定年を前にして、仕事に求めるものは変わっていく
人は仕事に何を求めるか。前回行った分析で累計された6つの価値観をもとに、定年前後の仕事に対する価値観の変化を追う。
仕事に対して多くの価値を置く20代
年齢を経るごとに、その価値観がどのように変わっていくのか。各因子得点の推移を年齢別に表した(図表1)。
これをみると、20代は仕事に多くの価値を見出す年代だということがわかる。20代の因子得点が最も高いのは「高い収入や栄誉」となっている。こうした目標を持つことが、仕事に関する能力を拡張させるモチベーションになり、職場によい競争を生み出し、組織のパフォーマンスも高まっていく。そうした意味で、若手が「高い収入や栄誉」に価値を感じて競争をすることには大きな意味がある。
さらに、「仕事からの体験」や「能力の発揮・向上」も得点が高い。新しい仕事に楽しさを見出し、仕事能力の向上を実感することができる年代が20代なのである。
図表1 価値観の因子得点の合計
出典:リクルートワークス研究所「シニアの就労実態調査」より作成
50代で人は仕事に対する価値を見失う
しかし、歳を経るにつれ、仕事を通じて感じる価値は減じていく。20代から30代になると、多くの因子が急激に下がる。仕事に対して、緩やかに価値を感じなくなっていく。

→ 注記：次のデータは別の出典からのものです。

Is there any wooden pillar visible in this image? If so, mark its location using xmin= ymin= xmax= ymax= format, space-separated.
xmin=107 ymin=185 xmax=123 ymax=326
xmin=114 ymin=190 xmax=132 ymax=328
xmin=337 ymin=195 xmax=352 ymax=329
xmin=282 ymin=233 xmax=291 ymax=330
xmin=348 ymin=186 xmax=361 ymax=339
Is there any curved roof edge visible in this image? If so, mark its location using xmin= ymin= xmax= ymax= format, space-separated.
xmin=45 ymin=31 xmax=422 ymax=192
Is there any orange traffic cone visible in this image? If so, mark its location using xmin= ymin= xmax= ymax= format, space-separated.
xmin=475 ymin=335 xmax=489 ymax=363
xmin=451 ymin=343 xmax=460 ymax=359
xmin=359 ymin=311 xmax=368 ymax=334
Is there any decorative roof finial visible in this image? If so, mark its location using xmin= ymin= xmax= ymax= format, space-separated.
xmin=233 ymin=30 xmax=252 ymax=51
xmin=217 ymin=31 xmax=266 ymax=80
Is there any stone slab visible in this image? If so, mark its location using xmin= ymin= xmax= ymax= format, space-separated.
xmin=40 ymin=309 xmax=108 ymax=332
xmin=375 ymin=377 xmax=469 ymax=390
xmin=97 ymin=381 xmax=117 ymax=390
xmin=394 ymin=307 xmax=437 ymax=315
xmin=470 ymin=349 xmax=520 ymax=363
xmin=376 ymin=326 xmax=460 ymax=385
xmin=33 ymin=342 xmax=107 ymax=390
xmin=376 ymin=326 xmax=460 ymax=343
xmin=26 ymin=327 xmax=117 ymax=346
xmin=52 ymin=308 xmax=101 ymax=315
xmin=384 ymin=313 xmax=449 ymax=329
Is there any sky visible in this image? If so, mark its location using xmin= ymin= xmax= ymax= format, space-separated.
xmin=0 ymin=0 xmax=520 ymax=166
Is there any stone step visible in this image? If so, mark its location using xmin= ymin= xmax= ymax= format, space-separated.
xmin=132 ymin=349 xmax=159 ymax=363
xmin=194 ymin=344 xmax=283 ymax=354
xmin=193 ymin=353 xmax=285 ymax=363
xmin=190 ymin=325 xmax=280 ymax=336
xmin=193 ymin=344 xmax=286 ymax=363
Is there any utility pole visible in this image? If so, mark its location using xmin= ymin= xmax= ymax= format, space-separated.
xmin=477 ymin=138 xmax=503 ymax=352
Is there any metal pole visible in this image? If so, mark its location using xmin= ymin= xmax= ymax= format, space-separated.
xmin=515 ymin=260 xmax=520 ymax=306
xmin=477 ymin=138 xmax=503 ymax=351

もちろん、年齢が上がっても「高い収入や栄誉」に価値を感じる人はまだいる。会社で地位を上げ収入を高めることに希望を見出す人は、30代や40代の時点でも多い。ただし、それ以外の要素は重要だと感じなくなっている。「生活との調和」は引き続き重要な価値となっているが、これは家庭を持って子供ができ、仕事を通じて家族の生活を豊かにすることを求める人が増えるということなのではないか。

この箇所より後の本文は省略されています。